今のままではだめ、なのか

昨日は介護エンターテイナーの石田竜生さんがわざわざ生野区までいらっしゃった。竜生さんとは一年ほど前に交流会でお会いしたことがあり、そこでFacebookの友達になった。その後、介護にエンタメを取り入れる様子をNHKのニュースに取り上げられるなど、破竹の勢いでご活躍されている。

そんな竜生さんとミスドで『仕事の仕方』や『ライフスタイル』などについて一時間ほどお話をした。そして、竜生さんから『フワフワと生きる』と(褒め)言葉を頂いた。一般的に『フワフワ・ふらふら・ヘラヘラ』は良しとされていない。でも、現状に苦しんでいる方はそれらの要素を取り入れて見てはどうでしょうか。自分についてのエピソードを書きます。

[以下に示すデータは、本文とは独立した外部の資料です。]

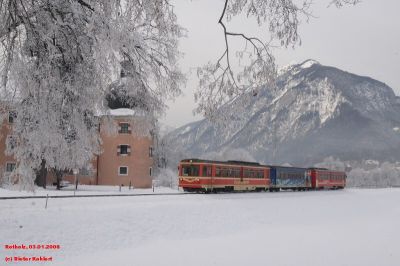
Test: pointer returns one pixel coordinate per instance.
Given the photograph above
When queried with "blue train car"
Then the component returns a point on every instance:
(290, 178)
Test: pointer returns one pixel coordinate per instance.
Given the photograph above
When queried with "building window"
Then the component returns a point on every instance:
(11, 116)
(10, 167)
(123, 170)
(11, 142)
(124, 150)
(124, 128)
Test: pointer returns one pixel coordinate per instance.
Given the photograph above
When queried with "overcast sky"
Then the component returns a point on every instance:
(364, 40)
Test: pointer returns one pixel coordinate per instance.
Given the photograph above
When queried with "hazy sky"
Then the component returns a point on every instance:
(364, 39)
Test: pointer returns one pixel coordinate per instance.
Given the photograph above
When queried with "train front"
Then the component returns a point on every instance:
(190, 178)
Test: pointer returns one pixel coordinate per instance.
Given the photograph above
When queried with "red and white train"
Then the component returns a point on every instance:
(213, 176)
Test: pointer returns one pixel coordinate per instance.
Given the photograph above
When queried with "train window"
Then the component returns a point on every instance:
(206, 170)
(217, 171)
(190, 170)
(260, 174)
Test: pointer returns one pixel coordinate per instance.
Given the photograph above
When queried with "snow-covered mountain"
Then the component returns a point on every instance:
(314, 112)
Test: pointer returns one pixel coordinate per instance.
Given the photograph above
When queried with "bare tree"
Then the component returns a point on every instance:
(221, 81)
(58, 59)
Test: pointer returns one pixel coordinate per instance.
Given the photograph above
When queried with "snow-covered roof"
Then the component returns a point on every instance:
(121, 112)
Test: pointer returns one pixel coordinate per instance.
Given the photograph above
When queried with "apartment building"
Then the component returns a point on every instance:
(126, 158)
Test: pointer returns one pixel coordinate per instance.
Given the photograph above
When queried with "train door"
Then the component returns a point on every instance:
(207, 174)
(273, 173)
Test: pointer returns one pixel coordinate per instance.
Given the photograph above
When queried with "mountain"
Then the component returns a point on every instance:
(314, 112)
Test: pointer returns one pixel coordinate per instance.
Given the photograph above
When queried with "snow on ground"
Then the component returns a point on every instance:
(349, 227)
(82, 190)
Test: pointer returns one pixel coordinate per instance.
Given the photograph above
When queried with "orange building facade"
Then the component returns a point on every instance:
(126, 158)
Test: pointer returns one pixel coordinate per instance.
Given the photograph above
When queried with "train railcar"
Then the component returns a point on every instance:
(213, 176)
(322, 178)
(293, 178)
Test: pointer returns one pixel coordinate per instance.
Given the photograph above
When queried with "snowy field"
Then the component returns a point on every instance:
(82, 190)
(349, 227)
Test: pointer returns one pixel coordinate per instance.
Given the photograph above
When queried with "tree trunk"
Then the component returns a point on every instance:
(59, 175)
(41, 177)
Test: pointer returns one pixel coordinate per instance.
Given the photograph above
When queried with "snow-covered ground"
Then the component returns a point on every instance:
(82, 190)
(349, 227)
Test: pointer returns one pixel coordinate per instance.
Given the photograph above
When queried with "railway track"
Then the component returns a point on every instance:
(93, 196)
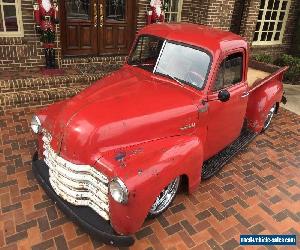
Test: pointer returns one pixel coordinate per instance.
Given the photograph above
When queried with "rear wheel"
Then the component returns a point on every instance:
(269, 117)
(164, 199)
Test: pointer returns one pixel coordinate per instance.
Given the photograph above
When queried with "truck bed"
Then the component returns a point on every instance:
(260, 73)
(255, 75)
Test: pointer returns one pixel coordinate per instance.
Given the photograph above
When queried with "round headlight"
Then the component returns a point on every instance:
(118, 190)
(36, 124)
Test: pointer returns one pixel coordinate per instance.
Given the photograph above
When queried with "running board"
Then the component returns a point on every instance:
(214, 164)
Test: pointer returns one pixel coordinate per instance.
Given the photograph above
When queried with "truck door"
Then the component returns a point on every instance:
(225, 118)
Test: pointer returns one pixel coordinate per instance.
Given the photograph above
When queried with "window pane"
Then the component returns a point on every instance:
(279, 26)
(266, 26)
(233, 69)
(10, 18)
(281, 16)
(220, 78)
(284, 5)
(183, 63)
(274, 15)
(269, 36)
(78, 9)
(1, 22)
(260, 15)
(263, 36)
(146, 52)
(270, 4)
(276, 5)
(277, 35)
(167, 17)
(173, 17)
(174, 7)
(257, 26)
(115, 10)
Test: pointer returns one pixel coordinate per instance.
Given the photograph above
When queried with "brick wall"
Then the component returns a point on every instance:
(22, 52)
(249, 23)
(27, 52)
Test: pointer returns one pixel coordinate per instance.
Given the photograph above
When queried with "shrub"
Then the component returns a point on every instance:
(263, 58)
(293, 74)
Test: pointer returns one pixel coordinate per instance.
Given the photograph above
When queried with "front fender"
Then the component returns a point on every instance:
(147, 173)
(260, 101)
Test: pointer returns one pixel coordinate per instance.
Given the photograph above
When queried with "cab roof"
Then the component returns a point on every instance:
(211, 39)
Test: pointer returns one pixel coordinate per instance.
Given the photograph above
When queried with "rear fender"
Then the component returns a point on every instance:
(260, 101)
(151, 171)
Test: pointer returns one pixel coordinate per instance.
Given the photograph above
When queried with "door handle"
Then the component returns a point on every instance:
(245, 94)
(95, 16)
(101, 15)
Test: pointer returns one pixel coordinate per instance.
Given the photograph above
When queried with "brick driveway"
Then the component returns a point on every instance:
(258, 192)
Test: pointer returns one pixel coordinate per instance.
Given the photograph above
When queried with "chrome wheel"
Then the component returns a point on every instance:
(165, 198)
(269, 117)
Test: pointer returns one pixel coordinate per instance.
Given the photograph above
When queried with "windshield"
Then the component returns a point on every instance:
(178, 61)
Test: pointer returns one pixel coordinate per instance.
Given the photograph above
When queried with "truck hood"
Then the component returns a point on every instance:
(126, 108)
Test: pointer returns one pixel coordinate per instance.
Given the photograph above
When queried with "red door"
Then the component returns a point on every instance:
(97, 27)
(225, 119)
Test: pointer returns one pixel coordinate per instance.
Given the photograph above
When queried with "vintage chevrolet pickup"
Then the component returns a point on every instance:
(173, 115)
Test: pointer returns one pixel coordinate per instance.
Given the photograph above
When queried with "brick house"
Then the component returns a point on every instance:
(100, 31)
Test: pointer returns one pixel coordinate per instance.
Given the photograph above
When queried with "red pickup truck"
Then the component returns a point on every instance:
(173, 115)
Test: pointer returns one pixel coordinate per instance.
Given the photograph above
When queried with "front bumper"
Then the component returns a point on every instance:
(87, 218)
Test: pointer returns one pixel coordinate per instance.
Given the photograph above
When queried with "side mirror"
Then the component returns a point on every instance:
(224, 95)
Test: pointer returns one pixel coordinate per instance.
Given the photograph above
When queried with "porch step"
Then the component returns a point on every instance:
(47, 83)
(38, 97)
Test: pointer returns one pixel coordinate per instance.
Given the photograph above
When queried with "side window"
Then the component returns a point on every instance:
(230, 71)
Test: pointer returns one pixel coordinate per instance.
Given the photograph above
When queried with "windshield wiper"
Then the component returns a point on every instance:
(172, 77)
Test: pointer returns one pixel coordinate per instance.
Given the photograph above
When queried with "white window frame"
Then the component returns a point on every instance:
(284, 21)
(20, 32)
(178, 12)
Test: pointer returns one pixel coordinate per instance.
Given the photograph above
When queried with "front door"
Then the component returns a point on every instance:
(97, 27)
(225, 119)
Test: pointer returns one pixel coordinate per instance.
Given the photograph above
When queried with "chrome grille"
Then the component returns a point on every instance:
(81, 185)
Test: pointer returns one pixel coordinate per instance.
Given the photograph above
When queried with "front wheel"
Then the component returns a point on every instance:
(164, 199)
(269, 117)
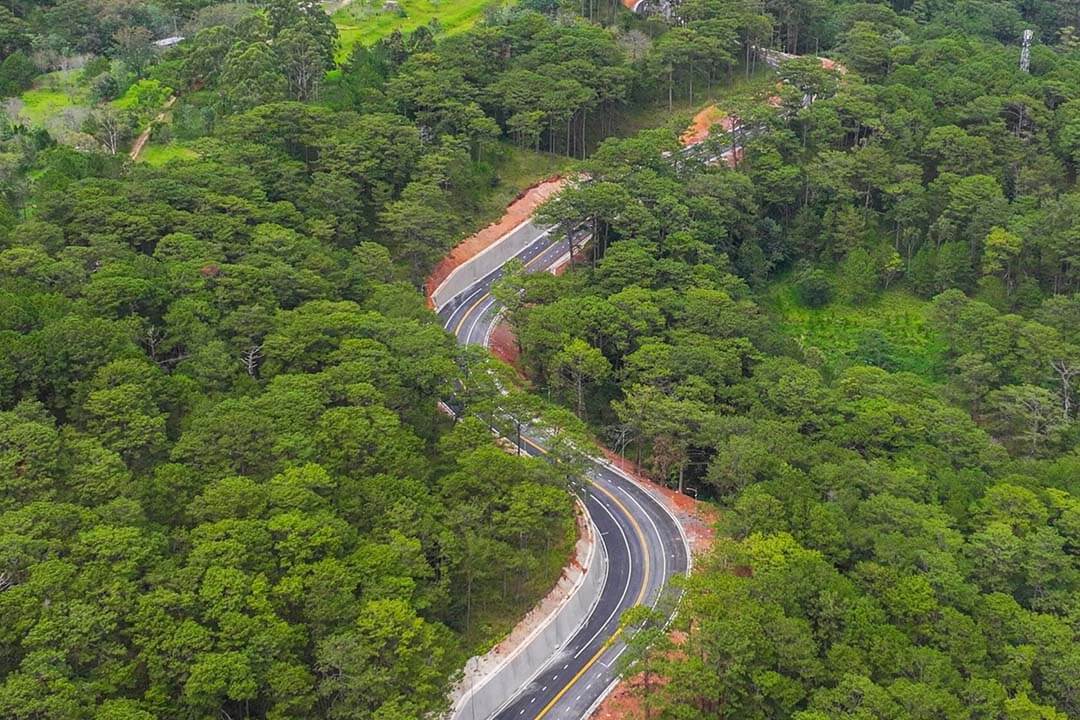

個人事業主として開業して一年程経った、2015年4月。ぼくは自宅で苦悩していた。一歳になった息子を朝、保育園に送ってアパートに戻ってくる。フリーランスとして予定が入っている日は良いが、そうでない空いた日は、一体どうすればいいか。

ぼくは本業『合唱指揮者』として開業届を税務署に提出した。そうであれば、空いた時間は指揮者として『楽譜の読み込み』や『ピアノの練習』などをするべきか。でも、なぜか心が晴れない。平日の午前中にこんなことをしていて、この行動が一体どこに繋がっていくのかが見えなかった。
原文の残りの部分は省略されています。